The market's potential has also attracted international drugmakers including Pfizer Inc., Sanofi and GlaxoSmithKline PLC, although they account for only about 10% of China's vaccine market.

Sliding supply

China's vaccine industry, dominated by local companies, suffered a drop in supply in 2018, after Changsheng Bio-Technology Co. Ltd., was found guilty of making substandard vaccines and slapped with a fine.

The vaccine law, announced late June and scheduled to come into effect Dec. 1, also penalizes producers and distributors of fake vaccines by fining them as much as 50x the product value.

Chen Hao, a China healthcare policy researcher at Huazhong University of Science and Technology, said the penalties on Changsheng and under the new law have made vaccine manufacturers cautious about policy risk.

"Some manufacturers may temporarily reduce or halt production to watch how supervision over the sector will evolve," he said.

It could also stretch the manufacturing cycle, said Zhao, as higher quality standards come into play.

Large players to gain

Zhao also said while tougher regulations will make it harder for companies to enter and survive in the vaccines market, such a development could mean good news for industry leaders, who are in a better position to hike product prices.

In the note, Guosheng Securities analyst Zhang Jinyang also said Chongqing Zhifei Biological Products Co.Ltd., Walvax Biotechnology Co. Ltd. and Shenzhen Kangtai Biological Products Co. Ltd., among the top private sector vaccine makers in China, are likely to be the biggest beneficiaries of the new operating environment.

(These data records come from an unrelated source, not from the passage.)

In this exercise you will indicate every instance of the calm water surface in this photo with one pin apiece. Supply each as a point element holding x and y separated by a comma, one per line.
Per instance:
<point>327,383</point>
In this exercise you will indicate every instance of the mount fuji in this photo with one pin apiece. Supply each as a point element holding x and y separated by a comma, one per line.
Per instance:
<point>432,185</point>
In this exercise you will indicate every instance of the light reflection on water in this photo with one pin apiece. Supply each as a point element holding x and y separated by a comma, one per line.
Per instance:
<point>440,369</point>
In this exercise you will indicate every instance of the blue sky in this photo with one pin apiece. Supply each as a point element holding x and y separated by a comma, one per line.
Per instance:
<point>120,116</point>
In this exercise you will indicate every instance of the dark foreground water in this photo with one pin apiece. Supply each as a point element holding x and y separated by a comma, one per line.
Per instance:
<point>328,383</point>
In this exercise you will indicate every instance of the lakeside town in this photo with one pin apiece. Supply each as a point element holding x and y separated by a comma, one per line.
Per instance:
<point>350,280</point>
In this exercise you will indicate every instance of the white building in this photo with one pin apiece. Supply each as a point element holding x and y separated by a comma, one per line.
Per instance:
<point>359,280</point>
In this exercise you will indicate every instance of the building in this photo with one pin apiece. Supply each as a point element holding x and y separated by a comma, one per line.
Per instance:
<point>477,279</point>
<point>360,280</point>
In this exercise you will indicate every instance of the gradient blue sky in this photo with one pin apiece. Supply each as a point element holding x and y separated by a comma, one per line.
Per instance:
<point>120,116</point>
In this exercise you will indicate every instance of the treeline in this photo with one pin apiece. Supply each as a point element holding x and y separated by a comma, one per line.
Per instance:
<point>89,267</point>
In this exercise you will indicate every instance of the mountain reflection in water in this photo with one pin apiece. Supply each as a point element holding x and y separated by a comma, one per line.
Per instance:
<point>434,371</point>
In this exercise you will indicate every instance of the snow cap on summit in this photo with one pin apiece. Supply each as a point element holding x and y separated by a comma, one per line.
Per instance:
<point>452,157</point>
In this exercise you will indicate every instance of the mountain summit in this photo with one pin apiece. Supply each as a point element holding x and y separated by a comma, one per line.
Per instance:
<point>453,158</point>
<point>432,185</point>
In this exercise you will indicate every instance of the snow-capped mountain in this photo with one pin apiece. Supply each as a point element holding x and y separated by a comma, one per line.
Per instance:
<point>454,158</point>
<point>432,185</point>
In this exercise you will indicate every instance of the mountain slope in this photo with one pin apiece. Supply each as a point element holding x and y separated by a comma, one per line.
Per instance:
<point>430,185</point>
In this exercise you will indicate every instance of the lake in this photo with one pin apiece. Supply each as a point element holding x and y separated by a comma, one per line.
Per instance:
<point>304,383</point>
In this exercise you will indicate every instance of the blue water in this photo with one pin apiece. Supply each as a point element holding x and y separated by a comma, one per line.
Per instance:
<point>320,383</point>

Walvax Biotechnology, for instance, saw an increase in the number of approved vials in the first half of 2019, according to the Guosheng Securities report.

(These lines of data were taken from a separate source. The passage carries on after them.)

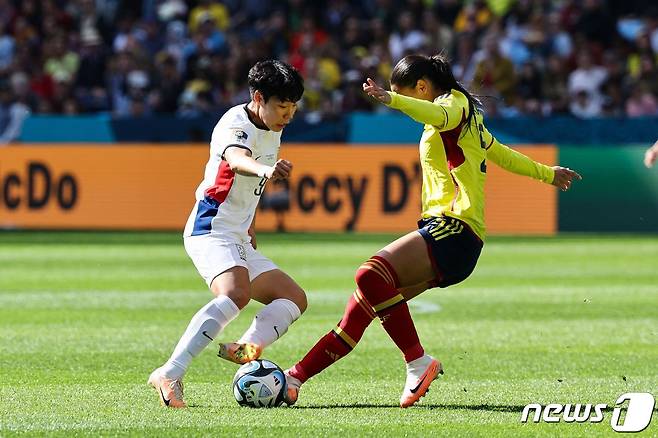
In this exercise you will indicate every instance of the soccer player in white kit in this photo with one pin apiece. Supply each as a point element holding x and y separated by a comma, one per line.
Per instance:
<point>219,235</point>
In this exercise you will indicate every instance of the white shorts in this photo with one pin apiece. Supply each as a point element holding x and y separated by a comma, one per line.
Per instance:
<point>213,255</point>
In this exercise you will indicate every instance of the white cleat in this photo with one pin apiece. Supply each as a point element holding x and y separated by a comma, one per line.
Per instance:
<point>169,391</point>
<point>420,375</point>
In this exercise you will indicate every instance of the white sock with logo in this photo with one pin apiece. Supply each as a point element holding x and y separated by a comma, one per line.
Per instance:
<point>204,327</point>
<point>271,322</point>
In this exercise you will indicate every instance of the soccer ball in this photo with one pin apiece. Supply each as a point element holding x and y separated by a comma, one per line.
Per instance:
<point>259,384</point>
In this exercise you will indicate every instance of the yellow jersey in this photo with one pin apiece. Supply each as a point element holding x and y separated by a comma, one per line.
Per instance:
<point>454,157</point>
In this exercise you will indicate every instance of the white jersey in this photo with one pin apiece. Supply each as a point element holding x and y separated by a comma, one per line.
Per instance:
<point>226,202</point>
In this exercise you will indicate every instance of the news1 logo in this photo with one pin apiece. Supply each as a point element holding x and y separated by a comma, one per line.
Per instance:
<point>638,414</point>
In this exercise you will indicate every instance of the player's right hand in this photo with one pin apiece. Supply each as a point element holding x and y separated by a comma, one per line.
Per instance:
<point>280,170</point>
<point>371,88</point>
<point>564,176</point>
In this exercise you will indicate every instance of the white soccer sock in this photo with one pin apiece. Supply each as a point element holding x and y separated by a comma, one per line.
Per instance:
<point>271,322</point>
<point>203,328</point>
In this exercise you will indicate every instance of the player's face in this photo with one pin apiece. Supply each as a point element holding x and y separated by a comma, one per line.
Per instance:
<point>422,90</point>
<point>276,114</point>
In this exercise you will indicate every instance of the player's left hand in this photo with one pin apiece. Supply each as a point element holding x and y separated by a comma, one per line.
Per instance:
<point>564,177</point>
<point>373,90</point>
<point>252,234</point>
<point>651,155</point>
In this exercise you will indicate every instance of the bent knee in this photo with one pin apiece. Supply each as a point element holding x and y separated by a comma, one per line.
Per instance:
<point>239,295</point>
<point>299,298</point>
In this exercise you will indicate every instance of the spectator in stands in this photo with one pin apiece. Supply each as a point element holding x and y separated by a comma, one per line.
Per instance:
<point>14,108</point>
<point>641,102</point>
<point>406,38</point>
<point>584,106</point>
<point>494,74</point>
<point>587,78</point>
<point>79,53</point>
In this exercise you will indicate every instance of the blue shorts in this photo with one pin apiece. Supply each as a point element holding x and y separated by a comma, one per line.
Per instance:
<point>453,248</point>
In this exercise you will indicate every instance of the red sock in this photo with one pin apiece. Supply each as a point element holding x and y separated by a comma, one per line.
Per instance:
<point>338,342</point>
<point>378,281</point>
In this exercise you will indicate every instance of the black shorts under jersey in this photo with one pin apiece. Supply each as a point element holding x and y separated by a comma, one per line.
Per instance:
<point>453,248</point>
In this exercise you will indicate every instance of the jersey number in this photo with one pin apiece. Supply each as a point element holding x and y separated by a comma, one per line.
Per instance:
<point>261,186</point>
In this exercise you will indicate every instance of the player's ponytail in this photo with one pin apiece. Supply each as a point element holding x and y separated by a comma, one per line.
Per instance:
<point>437,69</point>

Zhang Jialin agrees: he believes market share will accrue to drugmakers with strong research and development and quality manufacturing capabilities.

China had 45 vaccine manufacturers as of July 2018 producing more than 60 types of immunizations, according to the Chinese government body State Council's website.

Vaccines come under two main categories in China. Immunization for diseases such as rabies and hepatitis A are classified as optional vaccines, which patients pay for themselves. Another class of immunization, covering 11 diseases, including hepatitis B and leprosy, are compulsory and provided free by the government.

Compulsory vaccines, mostly manufactured by state-backed companies, account for about 64% of vaccines approved by regulators, while voluntary vaccines represent the rest, Zhao added.

As of Aug. 6, US$1 was equivalent to 7.03 Chinese yuan.